Mechanisms of Bacterial Resistance
The most common resistance mechanism involves the synthesis of beta-lactamase enzymes, which hydrolyze the bond within the antibiotic’s beta-lactam ring. This hydrolysis opens the ring structure, rendering the molecule inactive and unable to bind to the PBPs. Although the syn-oxime group provides stability against certain older beta-lactamases, the increasing prevalence of modern Extended-Spectrum Beta-Lactamases (ESBLs) can still cause drug inactivation.

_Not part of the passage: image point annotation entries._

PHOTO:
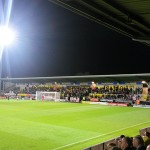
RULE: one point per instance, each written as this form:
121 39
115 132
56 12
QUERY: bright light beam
7 36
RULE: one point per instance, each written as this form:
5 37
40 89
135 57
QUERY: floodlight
7 36
143 82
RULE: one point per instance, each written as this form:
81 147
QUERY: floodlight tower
6 34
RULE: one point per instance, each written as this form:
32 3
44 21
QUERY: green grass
36 125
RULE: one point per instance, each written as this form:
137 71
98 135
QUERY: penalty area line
98 136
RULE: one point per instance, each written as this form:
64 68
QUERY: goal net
52 96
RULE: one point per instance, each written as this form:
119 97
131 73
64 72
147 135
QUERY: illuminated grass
37 125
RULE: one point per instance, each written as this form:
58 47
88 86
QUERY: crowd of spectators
86 93
137 142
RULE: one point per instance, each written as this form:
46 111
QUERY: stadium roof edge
87 78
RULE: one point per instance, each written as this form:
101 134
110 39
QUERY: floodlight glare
6 36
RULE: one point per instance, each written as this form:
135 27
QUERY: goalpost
51 96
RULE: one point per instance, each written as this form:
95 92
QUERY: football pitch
36 125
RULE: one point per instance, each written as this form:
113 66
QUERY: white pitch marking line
98 136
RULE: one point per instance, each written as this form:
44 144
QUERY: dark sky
53 41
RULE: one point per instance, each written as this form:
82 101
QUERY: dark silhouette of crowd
137 142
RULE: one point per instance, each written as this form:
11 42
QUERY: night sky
52 41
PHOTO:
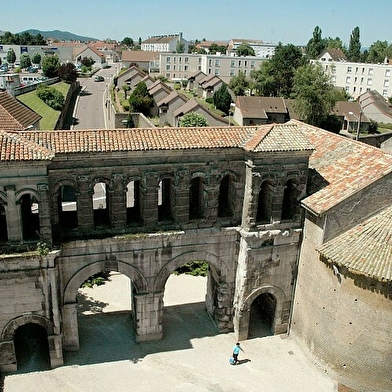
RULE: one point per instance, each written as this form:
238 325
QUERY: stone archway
7 344
218 297
242 317
70 320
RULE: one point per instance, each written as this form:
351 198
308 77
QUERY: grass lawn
49 116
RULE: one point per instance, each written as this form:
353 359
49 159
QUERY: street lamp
358 123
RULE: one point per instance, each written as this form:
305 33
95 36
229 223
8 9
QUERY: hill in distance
60 35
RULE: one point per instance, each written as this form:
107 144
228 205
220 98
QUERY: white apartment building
357 78
177 66
262 49
164 43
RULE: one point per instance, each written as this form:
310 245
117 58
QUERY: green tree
316 45
377 52
286 60
127 41
25 61
11 56
140 100
239 84
244 49
67 72
354 48
50 65
313 94
36 58
222 99
262 80
193 119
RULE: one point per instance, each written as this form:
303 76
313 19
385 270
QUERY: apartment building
356 78
164 43
177 66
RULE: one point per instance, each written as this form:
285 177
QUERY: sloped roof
366 249
139 55
15 147
340 167
336 55
350 110
258 107
14 115
166 100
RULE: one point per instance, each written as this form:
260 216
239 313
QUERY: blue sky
286 21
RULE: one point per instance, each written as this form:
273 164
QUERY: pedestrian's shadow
243 361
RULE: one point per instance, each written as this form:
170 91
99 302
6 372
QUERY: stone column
150 200
44 214
70 327
118 210
181 204
148 316
85 205
12 210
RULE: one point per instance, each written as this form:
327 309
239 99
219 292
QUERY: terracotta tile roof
15 147
173 95
44 144
139 55
366 249
14 115
258 107
341 166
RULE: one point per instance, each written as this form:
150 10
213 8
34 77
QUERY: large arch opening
262 316
31 348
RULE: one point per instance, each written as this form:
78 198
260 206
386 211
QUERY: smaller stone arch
71 288
243 314
10 328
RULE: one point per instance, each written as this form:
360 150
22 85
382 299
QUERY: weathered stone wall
343 322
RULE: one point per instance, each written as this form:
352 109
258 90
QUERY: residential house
15 116
356 78
164 43
262 49
132 76
168 105
260 110
208 86
351 115
140 59
158 90
376 107
193 106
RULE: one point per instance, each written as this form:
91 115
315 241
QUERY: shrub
51 96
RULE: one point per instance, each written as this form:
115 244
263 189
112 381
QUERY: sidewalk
190 357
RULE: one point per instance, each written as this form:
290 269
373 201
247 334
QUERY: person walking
236 351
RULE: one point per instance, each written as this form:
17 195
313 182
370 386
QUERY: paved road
190 357
90 109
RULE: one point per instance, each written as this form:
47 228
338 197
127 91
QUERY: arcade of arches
144 217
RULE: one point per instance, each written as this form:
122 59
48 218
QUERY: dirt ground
190 357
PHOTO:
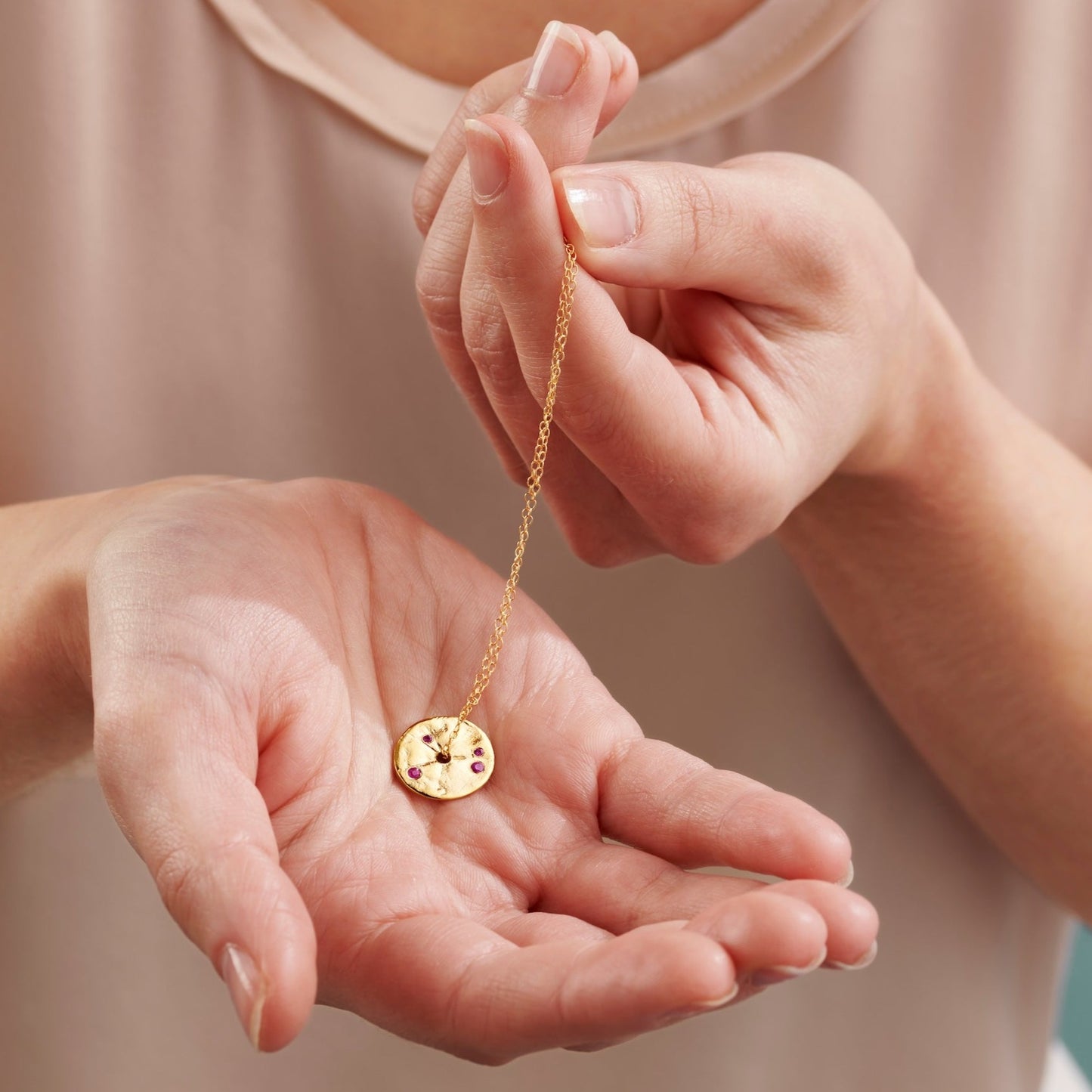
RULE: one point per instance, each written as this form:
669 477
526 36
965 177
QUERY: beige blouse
208 265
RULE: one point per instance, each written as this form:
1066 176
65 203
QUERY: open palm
255 651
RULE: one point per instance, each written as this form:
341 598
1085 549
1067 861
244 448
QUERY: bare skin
756 354
464 41
250 652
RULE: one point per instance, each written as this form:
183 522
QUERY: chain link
534 483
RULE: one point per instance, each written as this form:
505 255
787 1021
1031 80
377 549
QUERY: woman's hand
739 333
255 650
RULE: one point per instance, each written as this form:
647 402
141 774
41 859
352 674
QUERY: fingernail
604 209
614 48
487 157
247 988
772 976
862 964
557 60
700 1007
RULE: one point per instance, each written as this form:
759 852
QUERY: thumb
177 769
755 228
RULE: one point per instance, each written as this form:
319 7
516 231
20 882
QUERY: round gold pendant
444 759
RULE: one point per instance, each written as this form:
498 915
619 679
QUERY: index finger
500 93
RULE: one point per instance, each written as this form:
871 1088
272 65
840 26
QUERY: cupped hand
255 650
739 334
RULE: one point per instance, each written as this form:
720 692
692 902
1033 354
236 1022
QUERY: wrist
46 549
925 448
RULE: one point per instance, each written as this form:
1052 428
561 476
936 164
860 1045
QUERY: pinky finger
459 986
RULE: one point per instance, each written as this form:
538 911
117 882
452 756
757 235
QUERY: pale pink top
209 265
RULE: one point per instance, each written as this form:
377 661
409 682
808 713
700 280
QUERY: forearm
962 586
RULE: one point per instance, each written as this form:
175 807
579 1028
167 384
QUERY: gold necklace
449 757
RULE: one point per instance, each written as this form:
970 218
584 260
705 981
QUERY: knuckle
598 545
700 211
438 296
488 343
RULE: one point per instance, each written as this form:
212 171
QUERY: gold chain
534 484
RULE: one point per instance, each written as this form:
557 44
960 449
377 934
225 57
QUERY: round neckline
768 49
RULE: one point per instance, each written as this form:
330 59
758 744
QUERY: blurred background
1077 1011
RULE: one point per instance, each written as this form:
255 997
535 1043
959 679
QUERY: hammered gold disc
444 759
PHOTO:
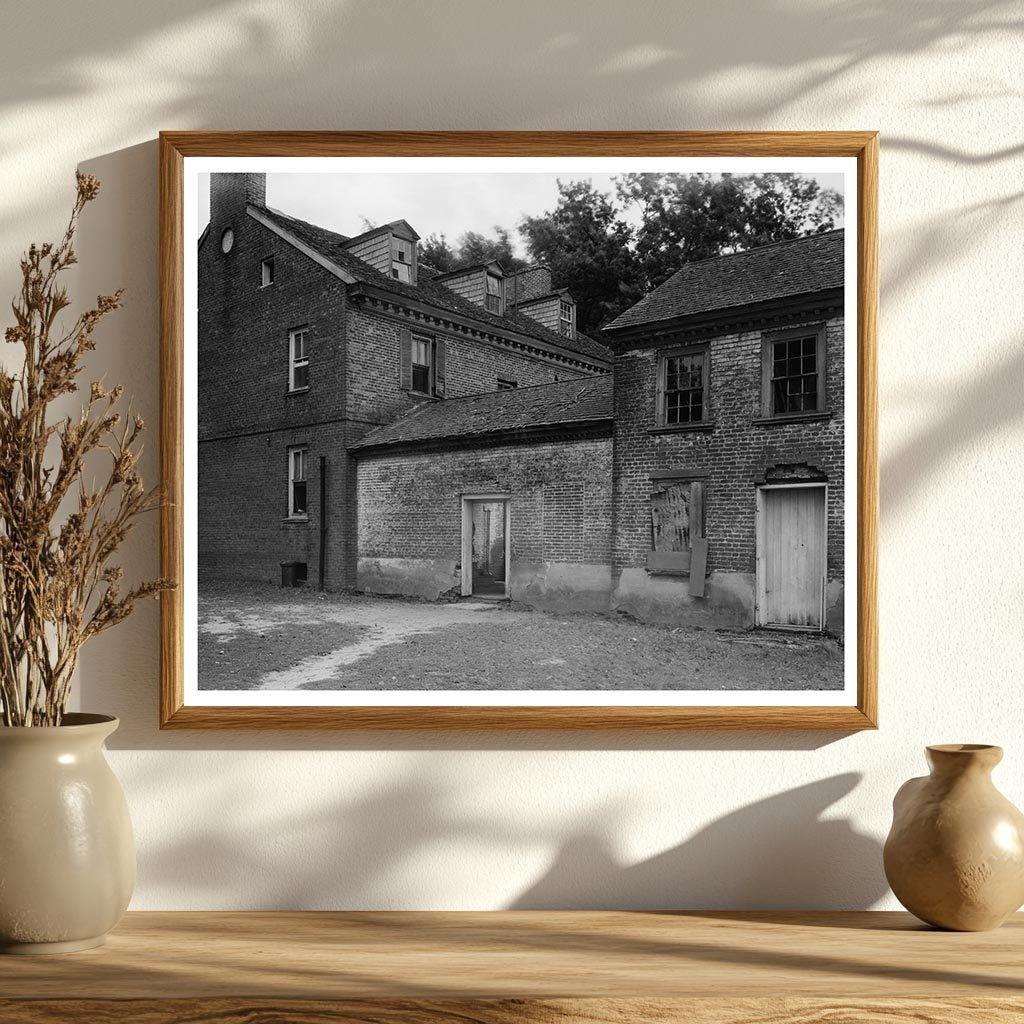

Alteration of the drug’s target site is another strategy for bacterial resistance. This involves mutations in the genes that code for the Penicillin-Binding Proteins, resulting in modified PBP structures. These altered PBPs have a reduced binding affinity for cefuroxime and other beta-lactam antibiotics. Even when the drug is present, the modified PBPs can continue to perform the cell wall cross-linking function, allowing the bacterium to survive.
Gram-negative organisms employ additional mechanisms that contribute to resistance by reducing the drug’s access to its target. These bacteria can modify the size or number of porin channels in their outer membrane, limiting the amount of cefuroxime that can enter the cell. Furthermore, some bacteria utilize efflux pumps, which pump the antibiotic out of the bacterial cell.